Immobilien-ABC M

Massivhaus


Tragwerk aus Stein oder Beton: Was das für Raumklima, Bauzeit und Wert bedeutet.

Ein Massivhaus ist ein Gebäude, dessen tragende Konstruktion aus mineralischen Baustoffen besteht: Ziegel, Kalksandstein, Porenbeton oder Stahlbeton. Der Begriff grenzt diese traditionelle Bauweise vom Fertighaus ab, bei dem vorgefertigte Holztafeln oder Stahlrahmen das Skelett bilden. Entscheidend für viele Eigentümer ist nicht die Materialfrage an sich, sondern was daraus für Raumklima, Schallschutz und Langlebigkeit folgt.

Was die Wahl des Baustoffs bewirkt

Ziegel sind der am weitesten verbreitete Massivbaustoff. Moderne Hochlochziegel mit eingeschlossenen Luftkammern oder Perlitfüllung (sogenannte Poroton-Steine) erzielen schon einschalig gute Dämmwerte. Kalksandstein ist dichter und schwerer: Schallschutz und Druckfestigkeit sind hervorragend, aber ohne zusätzliche Außendämmung kommt ein Kalksandsteingebäude kaum auf zeitgemäße Wärmedurchgangskoeffizienten. Porenbeton liegt dazwischen, er ist leicht, gut bearbeitbar und erlaubt einschaliges Mauerwerk ohne weiteres Dämmsystem.

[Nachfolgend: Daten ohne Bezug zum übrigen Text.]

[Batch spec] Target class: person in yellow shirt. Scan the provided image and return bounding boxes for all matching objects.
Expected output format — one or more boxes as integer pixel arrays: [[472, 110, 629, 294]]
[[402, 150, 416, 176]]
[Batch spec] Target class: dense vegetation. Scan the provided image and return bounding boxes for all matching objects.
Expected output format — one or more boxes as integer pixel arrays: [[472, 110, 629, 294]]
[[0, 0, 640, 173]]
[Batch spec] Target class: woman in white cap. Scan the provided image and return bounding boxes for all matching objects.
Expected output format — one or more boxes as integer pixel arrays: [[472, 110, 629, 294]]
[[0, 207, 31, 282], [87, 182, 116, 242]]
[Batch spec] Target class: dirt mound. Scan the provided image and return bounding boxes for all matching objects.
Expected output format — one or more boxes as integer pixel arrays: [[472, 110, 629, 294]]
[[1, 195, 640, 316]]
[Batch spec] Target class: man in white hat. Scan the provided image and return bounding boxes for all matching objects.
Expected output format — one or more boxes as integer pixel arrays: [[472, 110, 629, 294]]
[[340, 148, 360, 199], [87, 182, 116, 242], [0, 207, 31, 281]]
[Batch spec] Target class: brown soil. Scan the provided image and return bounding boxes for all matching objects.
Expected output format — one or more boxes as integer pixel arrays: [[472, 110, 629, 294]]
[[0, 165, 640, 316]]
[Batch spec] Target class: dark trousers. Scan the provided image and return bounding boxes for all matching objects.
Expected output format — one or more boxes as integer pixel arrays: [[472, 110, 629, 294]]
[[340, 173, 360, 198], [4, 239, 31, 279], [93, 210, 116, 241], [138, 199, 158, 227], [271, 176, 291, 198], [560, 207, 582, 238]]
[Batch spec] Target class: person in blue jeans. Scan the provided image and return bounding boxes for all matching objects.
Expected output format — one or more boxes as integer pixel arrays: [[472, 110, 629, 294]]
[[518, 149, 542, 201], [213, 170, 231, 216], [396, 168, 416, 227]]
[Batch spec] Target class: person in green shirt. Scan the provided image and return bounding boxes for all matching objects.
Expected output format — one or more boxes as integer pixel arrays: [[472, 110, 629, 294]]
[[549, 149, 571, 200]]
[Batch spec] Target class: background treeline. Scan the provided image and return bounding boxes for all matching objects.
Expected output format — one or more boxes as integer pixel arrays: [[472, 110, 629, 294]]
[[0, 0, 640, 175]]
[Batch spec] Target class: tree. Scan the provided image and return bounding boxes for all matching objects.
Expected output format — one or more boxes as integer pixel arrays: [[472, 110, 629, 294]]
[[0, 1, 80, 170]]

Stahlbeton übernimmt im Massivbau meist keine vollflächige Aufgabe, sondern gezielte: Fundamente, Geschossdecken, Stützen und Treppen bestehen in der Regel aus Beton, während die Wände in Mauerwerk ausgeführt werden.

Einschalig, zweischalig oder mit Dämmschicht

Aus der Planung kennen wir drei gängige Konstruktionsprinzipien. Das einschalige Mauerwerk mit Wärmedämmverbundsystem (WDVS) ist heute die Standardlösung: Die Wand trägt, das aufgeklebte oder gedübelte Dämmsystem bringt die geforderten U-Werte unter 0,15 W/(m²K). Zweischaliges Mauerwerk mit Klinkerverblendung ist im Süddeutschen eher selten und wird vor allem dort gewählt, wo das Erscheinungsbild eines Sichtmauerwerks gewünscht wird. Zwischen beiden Schalen sitzt dann eine Kerndämmung. Die dritte Variante, hochwärmedämmende Steine ganz ohne Zusatzdämmung, bleibt eine Nischenlösung mit begrenztem Marktanteil.

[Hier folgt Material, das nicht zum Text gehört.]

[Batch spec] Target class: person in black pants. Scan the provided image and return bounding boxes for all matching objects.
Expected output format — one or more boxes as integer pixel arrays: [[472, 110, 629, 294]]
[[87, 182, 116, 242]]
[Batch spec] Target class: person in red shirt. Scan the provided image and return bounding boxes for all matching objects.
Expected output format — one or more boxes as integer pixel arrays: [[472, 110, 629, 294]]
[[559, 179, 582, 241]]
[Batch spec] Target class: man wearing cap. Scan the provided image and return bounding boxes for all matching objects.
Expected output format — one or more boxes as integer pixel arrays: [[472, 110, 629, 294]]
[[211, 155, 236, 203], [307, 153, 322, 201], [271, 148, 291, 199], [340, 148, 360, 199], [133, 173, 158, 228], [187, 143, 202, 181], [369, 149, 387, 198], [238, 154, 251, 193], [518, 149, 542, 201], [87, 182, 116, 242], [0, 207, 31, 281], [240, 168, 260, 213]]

Was für das Massivhaus spricht

Der größte praktische Vorteil ist die thermische Masse: Schwere Wände und Decken speichern Wärme und geben sie zeitversetzt wieder ab. An einem heißen Sommertag in Fellbach oder Kernen bleibt ein gut ausgeführtes Massivhaus merklich kühler als ein leichtes Holzrahmengebäude, weil die Außenhitze erst mit Stunden Verzögerung ins Innere durchdringt.

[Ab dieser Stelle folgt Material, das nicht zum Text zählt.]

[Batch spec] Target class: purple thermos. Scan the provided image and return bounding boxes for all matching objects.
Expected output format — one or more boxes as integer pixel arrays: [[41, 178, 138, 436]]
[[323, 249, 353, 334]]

Beim Schallschutz schlägt Masse direkter zu Buche. Wer in einer Remstal-Lage an einer Hauptstraße oder neben einem Hangnachbarn baut, profitiert von hoher Flächenmasse deutlich mehr als durch jede nachträgliche Maßnahme.

Für die Frage nach dem Wert und der Lebensdauer gilt: Gut ausgeführte Massivbauten halten problemlos 80 bis 100 Jahre. Das hat Konsequenzen für die Finanzierung, für die Versicherungseinstufung und letztlich für den Wiederverkauf. In unserer Arbeit sehen wir, dass Käufer im Remstal bei vergleichbaren Lagen häufig bereit sind, für ein Massivhaus einen Aufschlag zu akzeptieren, weil die bauliche Substanz als langfristig stabiler eingeschätzt wird.

Was gegen das Massivhaus oder zumindest zur Vorsicht mahnt

Massivbauten brauchen Zeit. Rohbau und Austrocknung dauern zusammen meist neun bis fünfzehn Monate, abhängig von Witterung, Bautrupp und Komplexität des Grundrisses. Wer im April mit dem Fundament beginnt, zieht nicht vor Weihnachten ein.

Die Baukosten liegen je nach Ausstattung grob zwischen 1.800 und 3.500 Euro je Quadratmeter Wohnfläche, wobei die Spanne stark davon abhängt, ob Keller, Dachform und Haustechnik schlicht oder aufwendig geplant sind. Gegenüber einem vergleichbaren Fertighaus sind das im Durchschnitt fünf bis fünfzehn Prozent mehr. Dafür ist die Konstruktion individuell anpassbar, was beim Fertighaus durch die Modulsystematik eingeschränkt ist.

Ein Punkt, den wir bei Neubauvorhaben immer ansprechen: Die Qualität eines Massivbaus hängt stark von der handwerklichen Ausführung ab. Fehlstellen in der Dämmebene, nicht vollständig durchgefügte Lagerfugen oder Wärmebrücken an Fensterlaibungen sind mit dem Auge nicht sichtbar. Ein baubegleitender Sachverständiger und ein Blower-Door-Test nach Fertigstellung sind kein Luxus, sondern praktische Absicherung.